The W3C is steadily moving toward a final specification of HTML5, and with its emphasis on multimedia and interactive content, the new standard is already being hailed as a potential Flash and Silverlight killer. Unfortunately, however, universal agreement on the new standard still seems far off. Earlier this month, Microsoft stepped up its activity in the HTML5 standardization process, submitting a new list of concerns regarding various proposed features across the specification.
For Microsoft to start nitpicking now may seem ironic, since Internet Explorer has long been considered the worst offender when it comes to poor Web standards compliance. IE6 is a particular thorn in Web developers' sides; although its standards support is woefully inadequate, it still commands as much as 27 percent of the overall browser market. Some developers have gone so far as to mount a "kill IE6" campaign in hopes of eliminating the offender. Nonetheless, Microsoft insists it is committed to supporting IE6 through 2014, when Windows XP becomes officially obsolete.
So if Web developers are stuck with the prospect of at least five more years of Web-standards Babel, what is all this work on HTML5 is really worth? Can we really expect a universally accepted standard for rich Web content anytime soon, or is the ideal of a truly standards-based Web just a pipe dream?

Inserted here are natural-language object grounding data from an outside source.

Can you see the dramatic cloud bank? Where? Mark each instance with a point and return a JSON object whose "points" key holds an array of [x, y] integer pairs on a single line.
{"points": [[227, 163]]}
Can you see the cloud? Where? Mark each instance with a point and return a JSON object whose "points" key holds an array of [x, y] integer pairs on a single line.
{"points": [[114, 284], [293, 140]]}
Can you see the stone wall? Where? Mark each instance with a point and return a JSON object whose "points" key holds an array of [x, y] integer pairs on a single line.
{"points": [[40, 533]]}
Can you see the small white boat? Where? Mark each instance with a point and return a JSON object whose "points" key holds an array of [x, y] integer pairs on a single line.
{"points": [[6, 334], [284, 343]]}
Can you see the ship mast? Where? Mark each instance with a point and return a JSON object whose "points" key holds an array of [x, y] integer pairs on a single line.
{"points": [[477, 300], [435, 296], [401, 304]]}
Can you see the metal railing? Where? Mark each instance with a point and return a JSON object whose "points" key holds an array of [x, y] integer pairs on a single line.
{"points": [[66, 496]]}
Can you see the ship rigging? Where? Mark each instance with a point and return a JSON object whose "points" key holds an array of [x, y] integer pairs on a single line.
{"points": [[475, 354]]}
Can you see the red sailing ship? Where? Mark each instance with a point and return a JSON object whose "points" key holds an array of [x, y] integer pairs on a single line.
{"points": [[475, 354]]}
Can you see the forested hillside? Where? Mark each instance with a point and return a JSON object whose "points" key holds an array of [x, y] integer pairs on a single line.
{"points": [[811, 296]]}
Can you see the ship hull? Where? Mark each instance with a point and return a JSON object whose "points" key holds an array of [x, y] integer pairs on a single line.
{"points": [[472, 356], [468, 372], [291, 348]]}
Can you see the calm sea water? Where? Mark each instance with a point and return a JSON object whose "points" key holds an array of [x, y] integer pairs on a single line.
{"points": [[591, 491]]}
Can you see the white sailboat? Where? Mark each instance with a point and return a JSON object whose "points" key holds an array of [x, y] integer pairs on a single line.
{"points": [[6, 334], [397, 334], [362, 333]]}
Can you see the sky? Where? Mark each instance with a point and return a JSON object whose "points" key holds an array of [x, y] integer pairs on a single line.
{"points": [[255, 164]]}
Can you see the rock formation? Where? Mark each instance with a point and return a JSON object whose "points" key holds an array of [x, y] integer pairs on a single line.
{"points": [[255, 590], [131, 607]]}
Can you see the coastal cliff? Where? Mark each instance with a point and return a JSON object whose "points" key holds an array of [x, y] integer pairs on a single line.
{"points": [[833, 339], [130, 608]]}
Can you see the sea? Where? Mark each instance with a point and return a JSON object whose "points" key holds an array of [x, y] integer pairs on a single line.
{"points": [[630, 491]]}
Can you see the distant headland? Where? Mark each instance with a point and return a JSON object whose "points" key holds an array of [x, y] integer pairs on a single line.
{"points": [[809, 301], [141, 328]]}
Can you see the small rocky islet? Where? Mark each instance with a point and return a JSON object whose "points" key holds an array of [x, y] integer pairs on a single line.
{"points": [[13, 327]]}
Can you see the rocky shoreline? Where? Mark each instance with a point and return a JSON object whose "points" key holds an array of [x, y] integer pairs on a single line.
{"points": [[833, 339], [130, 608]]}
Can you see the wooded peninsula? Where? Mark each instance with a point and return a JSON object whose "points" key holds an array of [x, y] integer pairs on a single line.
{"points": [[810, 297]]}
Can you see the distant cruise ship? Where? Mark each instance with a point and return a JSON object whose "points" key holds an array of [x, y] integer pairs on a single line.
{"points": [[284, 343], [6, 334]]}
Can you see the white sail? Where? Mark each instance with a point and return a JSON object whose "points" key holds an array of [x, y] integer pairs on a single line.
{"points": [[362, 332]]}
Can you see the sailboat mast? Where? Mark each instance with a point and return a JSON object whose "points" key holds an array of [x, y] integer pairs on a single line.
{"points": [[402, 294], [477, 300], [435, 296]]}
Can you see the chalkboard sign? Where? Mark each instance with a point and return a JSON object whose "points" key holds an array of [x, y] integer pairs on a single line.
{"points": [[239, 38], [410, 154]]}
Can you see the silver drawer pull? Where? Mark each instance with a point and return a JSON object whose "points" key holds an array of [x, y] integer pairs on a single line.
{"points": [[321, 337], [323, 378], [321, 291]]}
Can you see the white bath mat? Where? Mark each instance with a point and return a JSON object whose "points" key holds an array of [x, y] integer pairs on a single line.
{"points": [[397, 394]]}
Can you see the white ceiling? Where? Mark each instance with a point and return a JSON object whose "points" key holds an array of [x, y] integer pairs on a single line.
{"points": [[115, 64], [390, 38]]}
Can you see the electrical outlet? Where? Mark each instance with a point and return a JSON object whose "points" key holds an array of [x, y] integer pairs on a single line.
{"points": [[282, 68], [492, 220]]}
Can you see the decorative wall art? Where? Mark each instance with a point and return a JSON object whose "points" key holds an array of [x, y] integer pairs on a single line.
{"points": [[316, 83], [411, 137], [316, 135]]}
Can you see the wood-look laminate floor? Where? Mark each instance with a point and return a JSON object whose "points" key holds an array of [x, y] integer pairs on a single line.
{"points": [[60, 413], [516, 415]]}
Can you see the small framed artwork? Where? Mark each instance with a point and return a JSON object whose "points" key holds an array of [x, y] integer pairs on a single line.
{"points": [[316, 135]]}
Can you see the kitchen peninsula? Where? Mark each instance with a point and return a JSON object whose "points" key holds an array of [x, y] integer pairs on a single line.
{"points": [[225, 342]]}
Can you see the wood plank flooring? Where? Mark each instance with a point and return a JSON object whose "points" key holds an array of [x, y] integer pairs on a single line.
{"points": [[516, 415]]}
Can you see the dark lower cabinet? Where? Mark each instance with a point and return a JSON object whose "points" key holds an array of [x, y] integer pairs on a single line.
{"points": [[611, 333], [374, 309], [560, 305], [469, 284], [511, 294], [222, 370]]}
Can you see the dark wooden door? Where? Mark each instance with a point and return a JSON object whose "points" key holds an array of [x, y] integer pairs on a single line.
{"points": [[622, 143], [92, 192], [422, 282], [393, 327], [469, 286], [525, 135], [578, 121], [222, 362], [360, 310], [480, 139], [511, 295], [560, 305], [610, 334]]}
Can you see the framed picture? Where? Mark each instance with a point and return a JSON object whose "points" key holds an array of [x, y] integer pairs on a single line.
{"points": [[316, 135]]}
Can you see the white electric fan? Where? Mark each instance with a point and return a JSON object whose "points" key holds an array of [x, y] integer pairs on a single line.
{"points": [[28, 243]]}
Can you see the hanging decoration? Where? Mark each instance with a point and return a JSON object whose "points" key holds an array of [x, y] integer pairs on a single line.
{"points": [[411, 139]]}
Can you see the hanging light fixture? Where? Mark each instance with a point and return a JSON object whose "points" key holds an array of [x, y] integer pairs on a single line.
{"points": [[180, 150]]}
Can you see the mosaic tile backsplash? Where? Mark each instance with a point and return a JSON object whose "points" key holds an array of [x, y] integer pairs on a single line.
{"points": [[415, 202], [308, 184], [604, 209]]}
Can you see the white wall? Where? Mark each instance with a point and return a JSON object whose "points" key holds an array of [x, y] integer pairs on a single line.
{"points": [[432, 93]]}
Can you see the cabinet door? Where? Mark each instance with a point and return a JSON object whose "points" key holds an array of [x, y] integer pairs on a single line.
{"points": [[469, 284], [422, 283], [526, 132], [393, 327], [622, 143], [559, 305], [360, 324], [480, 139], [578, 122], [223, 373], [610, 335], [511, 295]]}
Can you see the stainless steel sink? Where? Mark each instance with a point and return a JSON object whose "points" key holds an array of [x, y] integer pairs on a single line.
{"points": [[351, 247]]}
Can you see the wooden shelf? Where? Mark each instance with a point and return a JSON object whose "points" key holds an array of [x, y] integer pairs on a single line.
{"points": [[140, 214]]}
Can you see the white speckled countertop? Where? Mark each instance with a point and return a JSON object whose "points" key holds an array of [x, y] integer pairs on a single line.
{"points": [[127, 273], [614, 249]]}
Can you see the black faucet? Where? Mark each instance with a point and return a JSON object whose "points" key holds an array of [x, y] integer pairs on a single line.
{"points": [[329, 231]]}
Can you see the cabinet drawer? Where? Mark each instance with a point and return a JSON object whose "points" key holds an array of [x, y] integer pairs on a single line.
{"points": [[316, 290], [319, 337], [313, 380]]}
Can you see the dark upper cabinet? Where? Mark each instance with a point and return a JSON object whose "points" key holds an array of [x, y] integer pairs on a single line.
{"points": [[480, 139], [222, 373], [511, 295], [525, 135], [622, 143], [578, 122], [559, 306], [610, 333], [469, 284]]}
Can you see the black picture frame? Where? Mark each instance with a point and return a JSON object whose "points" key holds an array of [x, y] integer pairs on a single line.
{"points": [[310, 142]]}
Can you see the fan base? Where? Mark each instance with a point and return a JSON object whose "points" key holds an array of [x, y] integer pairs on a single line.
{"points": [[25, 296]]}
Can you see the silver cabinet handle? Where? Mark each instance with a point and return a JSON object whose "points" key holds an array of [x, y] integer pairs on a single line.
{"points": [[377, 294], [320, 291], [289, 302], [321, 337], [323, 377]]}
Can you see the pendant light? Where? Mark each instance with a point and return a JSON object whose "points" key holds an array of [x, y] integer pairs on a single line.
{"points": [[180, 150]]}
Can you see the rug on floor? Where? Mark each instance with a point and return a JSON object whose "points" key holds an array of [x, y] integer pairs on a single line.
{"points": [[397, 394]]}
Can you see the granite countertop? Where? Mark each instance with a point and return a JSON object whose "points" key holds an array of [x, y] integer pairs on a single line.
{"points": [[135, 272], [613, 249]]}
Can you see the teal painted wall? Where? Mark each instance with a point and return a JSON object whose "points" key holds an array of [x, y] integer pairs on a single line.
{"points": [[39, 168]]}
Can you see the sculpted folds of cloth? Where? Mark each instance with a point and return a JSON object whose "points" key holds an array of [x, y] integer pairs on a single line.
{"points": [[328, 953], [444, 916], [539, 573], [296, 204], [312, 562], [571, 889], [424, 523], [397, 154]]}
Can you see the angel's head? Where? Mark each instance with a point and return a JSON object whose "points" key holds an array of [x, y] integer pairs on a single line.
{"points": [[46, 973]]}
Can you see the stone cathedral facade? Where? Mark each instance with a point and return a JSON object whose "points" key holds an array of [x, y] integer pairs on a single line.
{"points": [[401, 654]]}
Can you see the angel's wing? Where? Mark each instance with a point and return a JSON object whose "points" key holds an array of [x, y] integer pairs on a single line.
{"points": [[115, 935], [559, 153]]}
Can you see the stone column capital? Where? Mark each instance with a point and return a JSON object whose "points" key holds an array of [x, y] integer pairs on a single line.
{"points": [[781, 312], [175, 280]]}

The long and winding road to Web standards
For the last few years, HTML 4 and XHTML 1.1 have represented the state of the art in Web markup, but the future of the standards has long been contentious. The groundwork of HTML5 was actually laid outside the W3C by a consortium called the Web Hypertext Applications Technology Working Group (WHATWG), whose members were dissatisfied with the W3C's proposed direction of XHTML 2. WHATWG eventually got its way: In July 2009, W3C officially announced it was abandoning the XHTML 2 effort in favor of HTML5.
Almost simultaneously, W3C also gave up on specifying codec support for the new standard's <video> tag. Some argued that all browsers could easily support free, open source codecs such as Ogg Vorbis and Theora, and that support for standardized multimedia could free Web video sites such as YouTube from reliance on proprietary plug-ins. But in the end, the members of the consortium couldn't agree. It seems multimedia is simply too contentious an area for a standards body such as the W3C -- especially when major participants each have their own horses in the race, in the form of Flash, QuickTime, and Windows Media.